PALERMO, 30 MAGGIO ’13- Il Gip di Bologna ha emesso un ordine di carcerazione nei confronti di Massimo Ciancimino, imputato che veste i panni però anche di supertestimone nel processo sulla presunta trattativa Stato-mafia. Questo provvedimento si aggiunge ai molteplici atti emessi nei suoi confronti in una storia giudiziaria infinita: condannato per riciclaggio, indagato per detenzione di esplosivo e ora arrestato insieme ad altre 9 persone per associazione a delinquere finalizzata all’evasione fiscale.

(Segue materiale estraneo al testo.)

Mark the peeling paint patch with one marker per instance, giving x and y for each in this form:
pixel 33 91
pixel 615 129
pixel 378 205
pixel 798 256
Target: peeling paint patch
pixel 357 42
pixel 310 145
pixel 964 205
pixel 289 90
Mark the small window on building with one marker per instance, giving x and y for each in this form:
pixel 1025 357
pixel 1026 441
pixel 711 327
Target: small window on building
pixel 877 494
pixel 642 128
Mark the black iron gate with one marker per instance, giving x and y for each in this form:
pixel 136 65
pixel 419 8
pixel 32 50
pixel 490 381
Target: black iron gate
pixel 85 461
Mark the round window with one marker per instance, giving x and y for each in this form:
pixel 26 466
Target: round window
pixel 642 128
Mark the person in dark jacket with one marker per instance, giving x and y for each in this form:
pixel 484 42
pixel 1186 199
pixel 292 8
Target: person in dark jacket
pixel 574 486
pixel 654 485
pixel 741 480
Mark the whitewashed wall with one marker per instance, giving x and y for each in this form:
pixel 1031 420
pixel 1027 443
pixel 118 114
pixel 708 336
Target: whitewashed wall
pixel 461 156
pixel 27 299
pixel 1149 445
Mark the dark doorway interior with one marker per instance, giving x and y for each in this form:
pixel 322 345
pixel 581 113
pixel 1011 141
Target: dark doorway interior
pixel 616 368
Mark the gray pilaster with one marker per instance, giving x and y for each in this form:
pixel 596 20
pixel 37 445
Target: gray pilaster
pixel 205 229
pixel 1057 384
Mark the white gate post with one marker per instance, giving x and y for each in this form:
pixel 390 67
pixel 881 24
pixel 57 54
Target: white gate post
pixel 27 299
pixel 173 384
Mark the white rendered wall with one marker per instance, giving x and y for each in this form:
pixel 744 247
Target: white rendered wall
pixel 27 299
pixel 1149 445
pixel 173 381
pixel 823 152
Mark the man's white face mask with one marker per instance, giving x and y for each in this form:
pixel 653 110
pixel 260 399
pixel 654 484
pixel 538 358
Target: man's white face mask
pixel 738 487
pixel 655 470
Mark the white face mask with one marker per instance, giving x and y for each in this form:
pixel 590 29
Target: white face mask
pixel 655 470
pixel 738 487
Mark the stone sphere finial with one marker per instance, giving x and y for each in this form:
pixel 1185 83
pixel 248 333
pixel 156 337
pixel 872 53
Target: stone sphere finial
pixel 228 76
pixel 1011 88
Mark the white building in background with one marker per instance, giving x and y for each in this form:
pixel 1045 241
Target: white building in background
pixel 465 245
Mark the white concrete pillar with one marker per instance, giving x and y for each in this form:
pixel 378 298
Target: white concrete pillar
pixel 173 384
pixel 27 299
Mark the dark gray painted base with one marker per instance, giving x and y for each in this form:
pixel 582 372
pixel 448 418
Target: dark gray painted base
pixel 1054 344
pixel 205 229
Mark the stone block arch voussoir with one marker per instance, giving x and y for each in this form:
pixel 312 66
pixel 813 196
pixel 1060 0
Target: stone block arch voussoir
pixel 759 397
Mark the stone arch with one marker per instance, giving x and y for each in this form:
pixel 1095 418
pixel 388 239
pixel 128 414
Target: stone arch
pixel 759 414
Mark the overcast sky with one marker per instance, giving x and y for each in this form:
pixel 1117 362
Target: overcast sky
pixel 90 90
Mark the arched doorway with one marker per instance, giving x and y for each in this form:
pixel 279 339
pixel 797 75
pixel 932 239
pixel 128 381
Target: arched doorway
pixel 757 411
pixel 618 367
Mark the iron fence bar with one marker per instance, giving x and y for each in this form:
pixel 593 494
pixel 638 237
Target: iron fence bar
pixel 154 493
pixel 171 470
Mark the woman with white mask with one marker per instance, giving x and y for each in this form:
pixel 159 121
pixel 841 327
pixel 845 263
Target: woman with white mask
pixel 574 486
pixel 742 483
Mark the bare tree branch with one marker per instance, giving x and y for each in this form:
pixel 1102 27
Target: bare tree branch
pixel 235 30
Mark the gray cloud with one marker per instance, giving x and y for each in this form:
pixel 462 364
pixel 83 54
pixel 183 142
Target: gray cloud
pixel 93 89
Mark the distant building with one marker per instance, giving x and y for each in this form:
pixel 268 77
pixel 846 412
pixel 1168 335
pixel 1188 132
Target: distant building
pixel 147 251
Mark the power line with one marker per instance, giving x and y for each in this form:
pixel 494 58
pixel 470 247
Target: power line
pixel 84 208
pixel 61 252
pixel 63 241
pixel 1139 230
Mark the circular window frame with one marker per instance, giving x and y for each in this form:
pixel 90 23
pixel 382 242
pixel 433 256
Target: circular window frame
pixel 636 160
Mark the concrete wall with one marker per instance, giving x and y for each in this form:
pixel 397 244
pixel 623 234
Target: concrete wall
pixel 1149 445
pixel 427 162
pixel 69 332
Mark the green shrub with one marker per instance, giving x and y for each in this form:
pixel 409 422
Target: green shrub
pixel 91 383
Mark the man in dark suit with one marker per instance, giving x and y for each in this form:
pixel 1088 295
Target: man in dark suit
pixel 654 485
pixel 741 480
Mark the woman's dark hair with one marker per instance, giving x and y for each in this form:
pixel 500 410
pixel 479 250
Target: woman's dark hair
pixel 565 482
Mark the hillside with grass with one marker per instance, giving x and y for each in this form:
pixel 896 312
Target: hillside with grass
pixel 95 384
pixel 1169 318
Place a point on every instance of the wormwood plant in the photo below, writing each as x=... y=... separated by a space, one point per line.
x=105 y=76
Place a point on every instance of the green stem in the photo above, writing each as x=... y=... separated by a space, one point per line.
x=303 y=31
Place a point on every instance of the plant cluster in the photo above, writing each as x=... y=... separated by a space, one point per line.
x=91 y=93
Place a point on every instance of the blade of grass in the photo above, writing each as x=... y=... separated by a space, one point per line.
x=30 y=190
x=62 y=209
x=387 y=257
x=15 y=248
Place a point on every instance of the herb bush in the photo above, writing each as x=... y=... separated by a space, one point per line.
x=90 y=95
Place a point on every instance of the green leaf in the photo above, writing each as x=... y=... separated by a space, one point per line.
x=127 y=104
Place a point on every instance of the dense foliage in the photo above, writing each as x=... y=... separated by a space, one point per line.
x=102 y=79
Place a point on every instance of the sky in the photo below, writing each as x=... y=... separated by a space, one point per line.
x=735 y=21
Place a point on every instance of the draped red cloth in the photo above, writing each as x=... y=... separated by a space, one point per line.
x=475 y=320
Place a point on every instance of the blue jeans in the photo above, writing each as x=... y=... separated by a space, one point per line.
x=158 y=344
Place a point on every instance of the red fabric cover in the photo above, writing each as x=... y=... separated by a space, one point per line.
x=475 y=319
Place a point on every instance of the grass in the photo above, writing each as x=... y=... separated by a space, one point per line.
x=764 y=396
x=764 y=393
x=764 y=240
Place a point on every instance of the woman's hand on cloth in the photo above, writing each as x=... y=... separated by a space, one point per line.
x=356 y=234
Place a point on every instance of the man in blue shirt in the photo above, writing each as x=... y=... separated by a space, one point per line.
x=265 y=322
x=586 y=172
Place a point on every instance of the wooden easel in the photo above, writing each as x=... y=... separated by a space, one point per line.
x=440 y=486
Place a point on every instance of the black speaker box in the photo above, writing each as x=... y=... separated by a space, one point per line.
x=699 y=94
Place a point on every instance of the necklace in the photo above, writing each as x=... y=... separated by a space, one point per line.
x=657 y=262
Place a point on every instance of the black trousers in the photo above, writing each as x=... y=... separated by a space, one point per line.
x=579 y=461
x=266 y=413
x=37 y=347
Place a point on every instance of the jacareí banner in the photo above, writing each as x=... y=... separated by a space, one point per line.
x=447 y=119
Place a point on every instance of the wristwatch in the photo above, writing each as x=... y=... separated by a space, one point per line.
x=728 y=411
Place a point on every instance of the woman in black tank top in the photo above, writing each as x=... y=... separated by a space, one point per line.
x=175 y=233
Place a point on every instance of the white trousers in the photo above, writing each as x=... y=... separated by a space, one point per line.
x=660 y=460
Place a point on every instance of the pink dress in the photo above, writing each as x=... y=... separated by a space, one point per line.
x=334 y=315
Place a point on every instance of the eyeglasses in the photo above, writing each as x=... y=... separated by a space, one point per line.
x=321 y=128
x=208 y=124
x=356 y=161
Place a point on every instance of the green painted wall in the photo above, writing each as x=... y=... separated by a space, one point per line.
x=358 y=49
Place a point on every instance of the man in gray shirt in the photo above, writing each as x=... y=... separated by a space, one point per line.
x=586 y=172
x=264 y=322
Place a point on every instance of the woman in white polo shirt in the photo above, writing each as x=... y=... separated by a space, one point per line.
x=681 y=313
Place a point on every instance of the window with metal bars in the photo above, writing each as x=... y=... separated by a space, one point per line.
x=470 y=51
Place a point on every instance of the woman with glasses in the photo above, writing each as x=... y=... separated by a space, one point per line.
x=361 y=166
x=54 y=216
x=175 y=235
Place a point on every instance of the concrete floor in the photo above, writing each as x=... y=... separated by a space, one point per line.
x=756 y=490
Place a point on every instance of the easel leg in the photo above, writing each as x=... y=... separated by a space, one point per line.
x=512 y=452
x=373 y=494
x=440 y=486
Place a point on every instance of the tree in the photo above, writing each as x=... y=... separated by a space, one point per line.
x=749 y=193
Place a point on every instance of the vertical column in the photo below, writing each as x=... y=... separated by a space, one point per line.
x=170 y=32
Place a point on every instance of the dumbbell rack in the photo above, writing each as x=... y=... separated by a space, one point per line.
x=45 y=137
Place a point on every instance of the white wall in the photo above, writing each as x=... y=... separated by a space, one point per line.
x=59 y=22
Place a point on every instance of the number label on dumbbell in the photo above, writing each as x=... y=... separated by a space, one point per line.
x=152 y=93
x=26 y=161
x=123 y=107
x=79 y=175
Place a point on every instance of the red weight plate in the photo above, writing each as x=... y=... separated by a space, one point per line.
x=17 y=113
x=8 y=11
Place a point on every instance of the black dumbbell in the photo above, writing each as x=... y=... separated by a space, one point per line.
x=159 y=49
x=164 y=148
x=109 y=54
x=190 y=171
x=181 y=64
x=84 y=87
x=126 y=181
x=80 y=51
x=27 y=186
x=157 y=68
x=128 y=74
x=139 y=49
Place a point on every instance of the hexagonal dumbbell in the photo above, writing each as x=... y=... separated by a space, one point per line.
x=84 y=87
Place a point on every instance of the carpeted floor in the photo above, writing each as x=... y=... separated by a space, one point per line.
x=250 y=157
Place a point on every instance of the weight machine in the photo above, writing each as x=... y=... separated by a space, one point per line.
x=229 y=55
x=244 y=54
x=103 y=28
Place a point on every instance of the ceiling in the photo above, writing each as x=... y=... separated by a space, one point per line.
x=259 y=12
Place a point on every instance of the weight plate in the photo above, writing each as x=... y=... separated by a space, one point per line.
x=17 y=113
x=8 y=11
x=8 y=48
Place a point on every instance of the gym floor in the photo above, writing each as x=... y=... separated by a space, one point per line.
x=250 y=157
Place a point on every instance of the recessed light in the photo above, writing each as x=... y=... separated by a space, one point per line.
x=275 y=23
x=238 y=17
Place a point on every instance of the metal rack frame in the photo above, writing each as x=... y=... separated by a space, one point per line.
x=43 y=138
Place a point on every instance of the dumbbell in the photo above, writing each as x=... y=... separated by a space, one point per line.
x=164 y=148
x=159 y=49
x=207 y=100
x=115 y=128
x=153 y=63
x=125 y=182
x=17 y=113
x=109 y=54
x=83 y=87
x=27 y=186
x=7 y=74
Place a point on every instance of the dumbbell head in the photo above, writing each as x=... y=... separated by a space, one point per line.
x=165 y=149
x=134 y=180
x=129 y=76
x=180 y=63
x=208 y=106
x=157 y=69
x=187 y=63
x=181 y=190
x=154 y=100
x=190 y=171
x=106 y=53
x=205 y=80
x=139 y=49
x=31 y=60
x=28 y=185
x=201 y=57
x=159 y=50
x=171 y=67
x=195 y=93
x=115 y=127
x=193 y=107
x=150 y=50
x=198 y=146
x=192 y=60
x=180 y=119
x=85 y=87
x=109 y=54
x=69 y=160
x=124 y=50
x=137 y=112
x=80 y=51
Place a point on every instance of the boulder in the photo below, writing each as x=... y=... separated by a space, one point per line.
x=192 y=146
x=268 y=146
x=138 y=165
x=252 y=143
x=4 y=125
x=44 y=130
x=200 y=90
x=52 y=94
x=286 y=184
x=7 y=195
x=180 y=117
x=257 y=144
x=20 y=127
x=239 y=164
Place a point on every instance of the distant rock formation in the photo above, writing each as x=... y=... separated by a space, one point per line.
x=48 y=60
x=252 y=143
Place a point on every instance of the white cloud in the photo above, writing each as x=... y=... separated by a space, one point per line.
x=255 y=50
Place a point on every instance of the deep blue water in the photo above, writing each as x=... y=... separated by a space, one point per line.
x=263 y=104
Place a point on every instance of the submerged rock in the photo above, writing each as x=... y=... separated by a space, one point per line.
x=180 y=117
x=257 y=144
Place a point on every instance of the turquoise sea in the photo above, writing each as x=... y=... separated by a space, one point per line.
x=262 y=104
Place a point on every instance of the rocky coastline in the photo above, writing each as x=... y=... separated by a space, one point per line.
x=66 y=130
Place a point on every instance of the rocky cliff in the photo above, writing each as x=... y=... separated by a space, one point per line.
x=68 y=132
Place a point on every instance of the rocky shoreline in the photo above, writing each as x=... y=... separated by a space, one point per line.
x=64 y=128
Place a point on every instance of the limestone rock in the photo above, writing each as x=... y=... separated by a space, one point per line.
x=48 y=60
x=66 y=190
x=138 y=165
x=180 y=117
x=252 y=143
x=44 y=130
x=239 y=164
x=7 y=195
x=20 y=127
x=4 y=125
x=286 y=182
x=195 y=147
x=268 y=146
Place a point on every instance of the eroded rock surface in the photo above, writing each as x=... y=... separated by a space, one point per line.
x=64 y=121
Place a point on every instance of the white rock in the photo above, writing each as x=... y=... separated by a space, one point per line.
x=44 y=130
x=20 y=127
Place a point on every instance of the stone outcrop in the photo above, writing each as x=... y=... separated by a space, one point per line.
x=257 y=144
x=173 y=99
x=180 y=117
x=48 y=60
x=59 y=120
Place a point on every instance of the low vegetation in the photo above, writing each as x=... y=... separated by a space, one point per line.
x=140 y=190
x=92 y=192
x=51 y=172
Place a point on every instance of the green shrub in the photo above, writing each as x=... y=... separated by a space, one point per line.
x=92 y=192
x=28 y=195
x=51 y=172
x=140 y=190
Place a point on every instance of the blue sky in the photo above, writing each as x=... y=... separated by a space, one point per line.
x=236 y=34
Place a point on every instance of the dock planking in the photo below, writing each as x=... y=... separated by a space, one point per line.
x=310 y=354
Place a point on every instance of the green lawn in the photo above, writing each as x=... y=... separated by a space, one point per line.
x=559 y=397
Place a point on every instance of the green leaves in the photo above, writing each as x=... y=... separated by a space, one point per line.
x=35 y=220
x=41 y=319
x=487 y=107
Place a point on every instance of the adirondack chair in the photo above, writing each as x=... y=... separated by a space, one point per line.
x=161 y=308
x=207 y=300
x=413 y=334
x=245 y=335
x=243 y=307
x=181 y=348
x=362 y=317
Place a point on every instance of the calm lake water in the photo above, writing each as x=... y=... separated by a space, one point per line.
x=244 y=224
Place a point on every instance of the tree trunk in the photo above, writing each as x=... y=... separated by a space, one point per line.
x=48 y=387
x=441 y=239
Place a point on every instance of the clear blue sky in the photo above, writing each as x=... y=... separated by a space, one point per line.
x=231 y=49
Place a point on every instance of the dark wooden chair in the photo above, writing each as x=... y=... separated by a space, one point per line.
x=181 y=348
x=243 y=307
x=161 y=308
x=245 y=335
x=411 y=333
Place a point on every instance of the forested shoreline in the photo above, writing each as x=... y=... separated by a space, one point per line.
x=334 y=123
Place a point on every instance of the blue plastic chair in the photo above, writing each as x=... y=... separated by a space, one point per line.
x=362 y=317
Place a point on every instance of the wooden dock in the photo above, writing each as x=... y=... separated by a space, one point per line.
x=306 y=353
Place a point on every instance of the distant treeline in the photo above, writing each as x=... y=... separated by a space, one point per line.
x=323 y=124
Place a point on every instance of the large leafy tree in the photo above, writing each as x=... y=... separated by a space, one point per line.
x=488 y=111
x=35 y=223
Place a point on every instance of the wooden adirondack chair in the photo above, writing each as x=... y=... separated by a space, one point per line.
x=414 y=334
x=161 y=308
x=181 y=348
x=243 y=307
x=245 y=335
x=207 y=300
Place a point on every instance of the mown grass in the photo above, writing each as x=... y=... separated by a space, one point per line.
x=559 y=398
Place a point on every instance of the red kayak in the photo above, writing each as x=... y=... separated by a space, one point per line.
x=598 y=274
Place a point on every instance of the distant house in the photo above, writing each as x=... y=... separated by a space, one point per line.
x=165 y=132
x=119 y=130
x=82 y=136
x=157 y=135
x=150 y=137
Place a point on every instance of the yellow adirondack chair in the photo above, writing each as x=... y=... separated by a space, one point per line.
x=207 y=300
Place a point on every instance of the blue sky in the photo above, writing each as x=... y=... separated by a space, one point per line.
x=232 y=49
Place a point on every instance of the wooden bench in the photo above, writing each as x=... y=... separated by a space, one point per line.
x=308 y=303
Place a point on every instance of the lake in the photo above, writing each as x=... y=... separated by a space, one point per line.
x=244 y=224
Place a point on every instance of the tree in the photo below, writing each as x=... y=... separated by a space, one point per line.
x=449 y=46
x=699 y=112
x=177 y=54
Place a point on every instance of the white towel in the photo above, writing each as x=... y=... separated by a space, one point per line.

Ieri la notifica dell’atto, all’alba, da parte della Guardia di Finanza, lo ha colto di sorpresa e mentre gli agenti lo scortavano al carcere Pagliarelli di Palermo ha avvertito i sui legali. La questione è piuttosto complessa perché si ipotizza l’esistenza di un’associazione criminale, della quale Ciancimino sarebbe la mente, che si appoggiava a varie società di comodo del settore della vendita dell’acciaio, le quali attestavamo falsamente di essere “esportatori abituali”. Tali società dichiaravano di vendere il materiale a compratori di paesi non comunitari godendo così dell’esenzione dal pagamento dell’IVA, mentre in realtà il metallo veniva commercializzato nel mercato nazionale creando così un buco d’IVA di oltre 30milioni di euro. I legali di Ciancimino hanno subito risposto a questo episodio: “E’ un’indagine vecchia che risale a molti anni fa e non si capisce dove sia il pericolo di reiterazione del reato, piuttosto risalta questa “strana tempistica” dell’arresto proprio all’indomani dell’avvio del processo Stato-mafia”. Testimone chiave in questo delicato processo, ha rilasciato una fitta collaborazione raccontando anche vari episodi che hanno visto protagonista suo padre, Don Vito, ex sindaco mafioso di Palermo. Ora il suo arresto solleva qualche dubbio, addirittura ne ha parlato il fratello del giudice Paolo Borsellino dicendosi preoccupato per la sua incolumità in carcere e sbalordito per l’arresto per un reato fiscale avvenuto in un momento così critico e delicato del maxi processo.